Francis denounced the abuse of children by priests as “an absolute monstrosity, a horrendous sin, that is radically contrary to all that Christ teaches.” He recalled the harsh and severe words of Jesus against those who abuse children, and reminded people that in his 2016 apostolic letter, “Like A Loving Mother,” he had emphasized that the church “must protect with special affection the weak and defenseless.”
The pope declared, “It is our duty to be extremely severe with priests who have betrayed their mission and with those in the hierarchy—bishops or cardinals—who might protect them, as happened in the past.”
Francis first met Mr. Pittet in the Vatican during the Year of the Consecrated Life, when the author was promoting To Love Is To Give Everything, a book based on the testimonies of religious men and women, priests and consecrated persons. Mr. Pittet spoke of the encounter with La Repubblica and said that when they met, Francis asked him “where [he] got such force, such missionary spirit,” adding, “then at the end I told him: Father, I was abused by a priest.” He said Francis “looked at me in silence with tears in his eyes, and then embraced me.”
Mr.
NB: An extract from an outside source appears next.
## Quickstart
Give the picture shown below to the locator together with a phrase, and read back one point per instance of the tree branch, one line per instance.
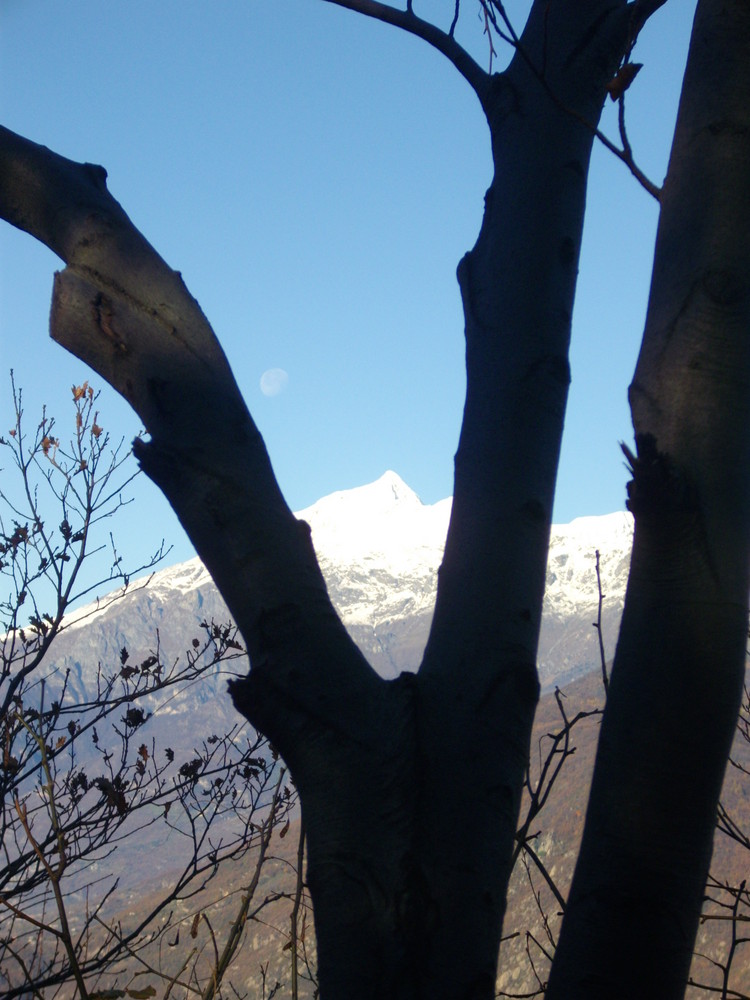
(443, 41)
Pittet was 8 years old in 1968 when the priest abused him, and it took him four years before he could find the courage to tell anyone. The priest was then moved from Switzerland to France, where he abused other children. Now 57 and married with six children, Mr. Pittet met his abuser last year, and he recalls that the priest “was frightened, and looked at him but never asked forgiveness. He didn’t seem to repent of the evil he had done.”
In the preface to I Forgive You, Father, Francis told his side of the encounter with this survivor. “I could not have imagined that this enthusiastic and passionate Christian man had been the victim of abuse by a priest. Yet this is what he told me, and his suffering struck me very much. I saw once again the tremendous damage caused by sexual abuse and the long and painful journey that awaits the victims,” he wrote.
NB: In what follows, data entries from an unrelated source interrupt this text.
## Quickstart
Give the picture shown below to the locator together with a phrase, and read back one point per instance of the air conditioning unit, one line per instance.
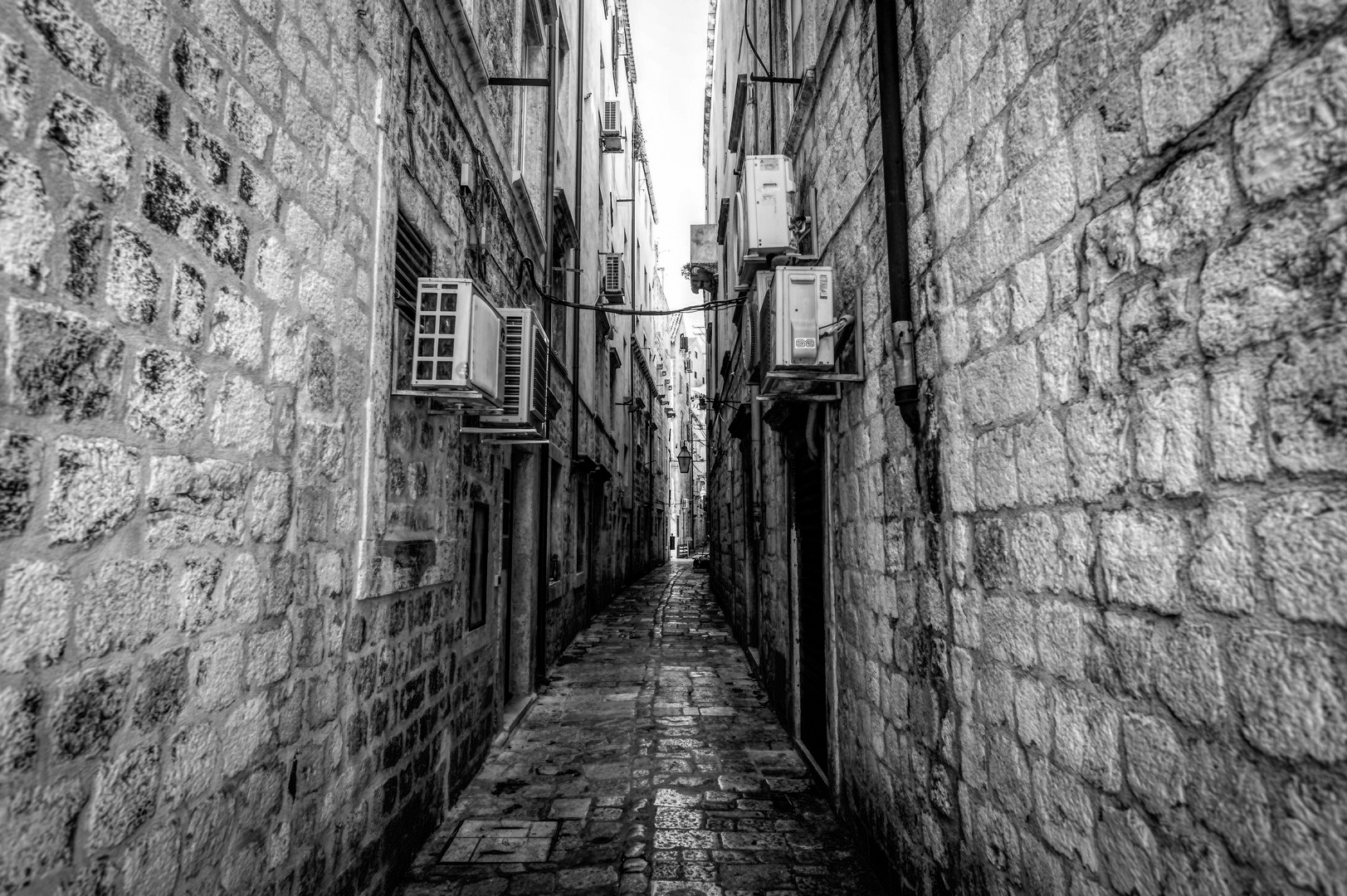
(767, 192)
(797, 308)
(458, 349)
(612, 276)
(525, 382)
(611, 129)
Francis welcomed the publication of the book, hailing it as “a necessary, precious and courageous testimony.” He wrote that others now can read it and “discover how far evil can enter into the heart of a servant of the church.”
Francis recalled how in his trials Mr. Pittet met “another face of the church,” one that enabled him “not to lose hope in men and in God.” He also experienced “the power of prayer that he has never abandoned,” which “comforted him in the darkest hours.” Francis highlighted the fact that 44 years after his terrible experience, the author “chose to meet his torturer and to look in the eyes of the man who had wounded the depths of his soul. He held out his hand to him. The wounded child is today a man on his feet, wounded but standing.”
The pope thanked Mr. Pittet for his courageous witness and said that “a testimony like his tears down the wall of silence that covers the scandal and the sufferings.” Moreover, it throws light on “a terrible dark zone in the life of the church,” opens the path to “just reparation and the grace of reconciliation” and “helps pedophiles become aware of the terrible consequences of their actions.”
In the interview with La Repubblica, Mr. Pittet expressed his gratitude to Francis for “his very strong and courageous words of condemnation of pedophilia, the secret that kills.”
Editor’s note: This story was updated on Feb. 14 at 11:27 a.m.